I 'm having difficulties understanding when we can say something about just the sample, or about the population as a whole as well. In almost all previous exams, there's a question in the form of 'according to the output, what can we say about the effect of ... on the sample and/or on the population'.
I'm inclined to think that we can always only say something about the sample, given that our experiment is just a random sample of a much bigger population, but according to the answer models this is not the case.
Could someone help me out in distinguishing these two? E.g. which data in the SPSS output belongs to what, or when will the effect of sample/population not be the same?
Basically, you can ONLY answer questions about the Population based on formal tests (t-tests, F-test etc.). So for example let's assume you have a one-way ANOVA and want to test the effect of 3 treatment groups. Treatment group 1 has a mean of 130, group 2 a mean of 140 and group 3 a mean of 160. The ANOVA then tests if the mean difference that you observe in the SAMPLE, is also the case in the POPULATION!

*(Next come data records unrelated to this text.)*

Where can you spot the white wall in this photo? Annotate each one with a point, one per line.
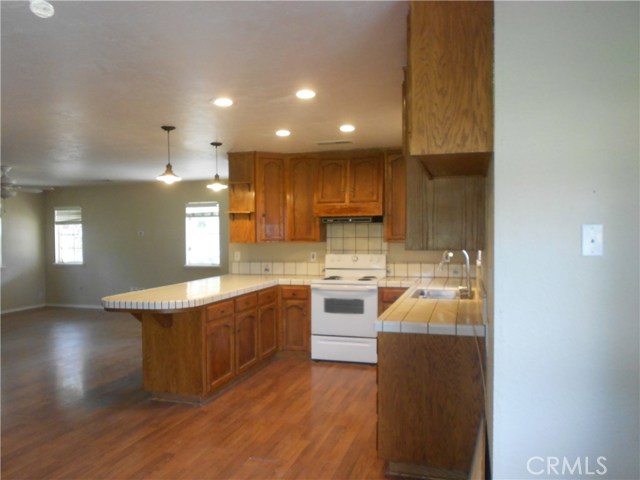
(23, 271)
(566, 327)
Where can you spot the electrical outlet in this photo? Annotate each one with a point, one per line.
(592, 240)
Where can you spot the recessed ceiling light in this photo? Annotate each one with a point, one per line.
(41, 8)
(222, 102)
(305, 94)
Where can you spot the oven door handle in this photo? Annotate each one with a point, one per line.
(345, 288)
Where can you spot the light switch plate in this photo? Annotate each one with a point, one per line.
(592, 240)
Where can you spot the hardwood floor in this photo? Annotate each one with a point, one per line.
(73, 408)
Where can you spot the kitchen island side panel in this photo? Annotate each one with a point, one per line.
(430, 399)
(173, 352)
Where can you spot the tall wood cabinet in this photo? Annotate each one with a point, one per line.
(449, 85)
(395, 196)
(350, 183)
(270, 197)
(444, 212)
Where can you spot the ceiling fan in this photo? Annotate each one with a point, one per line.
(9, 187)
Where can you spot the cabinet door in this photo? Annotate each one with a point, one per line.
(330, 183)
(220, 356)
(302, 225)
(296, 318)
(455, 212)
(365, 177)
(450, 78)
(395, 197)
(270, 197)
(268, 320)
(246, 340)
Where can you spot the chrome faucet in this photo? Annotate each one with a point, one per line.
(465, 291)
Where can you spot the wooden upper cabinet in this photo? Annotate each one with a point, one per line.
(302, 225)
(242, 202)
(449, 85)
(331, 188)
(270, 197)
(350, 183)
(395, 217)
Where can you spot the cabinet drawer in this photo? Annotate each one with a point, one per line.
(391, 294)
(219, 310)
(267, 296)
(295, 292)
(246, 302)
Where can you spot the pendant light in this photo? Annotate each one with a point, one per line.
(217, 185)
(168, 176)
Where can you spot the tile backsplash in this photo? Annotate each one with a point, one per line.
(398, 270)
(356, 238)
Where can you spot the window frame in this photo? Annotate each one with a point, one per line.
(57, 260)
(215, 215)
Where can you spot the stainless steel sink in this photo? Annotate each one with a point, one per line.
(435, 294)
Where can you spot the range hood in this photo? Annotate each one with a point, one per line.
(372, 219)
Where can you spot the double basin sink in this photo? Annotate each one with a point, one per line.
(441, 294)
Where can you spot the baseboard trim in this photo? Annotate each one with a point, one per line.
(45, 305)
(22, 309)
(65, 305)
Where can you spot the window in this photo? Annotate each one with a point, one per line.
(202, 225)
(68, 235)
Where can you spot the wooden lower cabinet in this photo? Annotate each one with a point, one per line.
(221, 352)
(440, 378)
(388, 295)
(295, 318)
(268, 322)
(246, 340)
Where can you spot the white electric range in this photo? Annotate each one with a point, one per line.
(344, 308)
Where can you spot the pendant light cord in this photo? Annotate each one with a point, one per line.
(169, 147)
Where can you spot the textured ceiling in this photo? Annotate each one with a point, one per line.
(84, 93)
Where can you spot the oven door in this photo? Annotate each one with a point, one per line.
(344, 310)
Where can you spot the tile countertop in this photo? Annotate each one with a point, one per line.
(435, 316)
(198, 292)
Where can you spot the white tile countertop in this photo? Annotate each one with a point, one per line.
(409, 315)
(435, 316)
(198, 292)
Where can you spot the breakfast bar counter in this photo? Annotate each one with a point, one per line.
(196, 293)
(431, 359)
(199, 336)
(464, 317)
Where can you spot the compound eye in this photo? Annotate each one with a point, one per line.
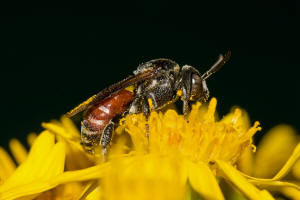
(197, 87)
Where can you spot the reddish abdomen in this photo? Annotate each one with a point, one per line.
(99, 115)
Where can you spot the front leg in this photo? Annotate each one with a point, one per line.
(106, 137)
(186, 87)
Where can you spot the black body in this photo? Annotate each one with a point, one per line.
(158, 80)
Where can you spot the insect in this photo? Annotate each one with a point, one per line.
(156, 83)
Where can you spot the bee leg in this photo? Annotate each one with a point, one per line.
(186, 86)
(106, 138)
(146, 112)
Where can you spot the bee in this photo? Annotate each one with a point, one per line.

So whenever a questions asks about the SAMPLE -> Look at the results of your actual data (Descriptives, Plots etc.) in the example above, we would answer that there is clearly a mean difference in the Sample (-10 between G1 & G2, -20 between G2&G3, -30 between G1&G3)
Whenever asked about POPULATION -> Look at significance of tests. Let's say ANOVA yielded the p-value 0.3 - we'd say that there's no mean difference at population level, as there was no significant result
I don't really get the idea of interaction effects.. "the two profiles are roughly parallel so there is no clear interaction bewteen location and yearthese two parameters"... but I find the profiles look pretty parallel??
parallel = no interaction (the graph in the picure is just slightly non-parallel, so you can still say that there is no (significant) interaction)
for non parallel graphs the Field book says:
- Non-parallel lines on an interaction graph show up significant interactions. However, this doesn’t
mean that non-parallel lines always reflect significant interaction effects: it depends on how nonparallel
the lines are.
- If the lines on an interaction graph cross then obviously they are not parallel and this can be a dead
give-away that you have a possible significant interaction. However, if the lines of the interaction
graph cross it isn’t always the case that the interaction is significant.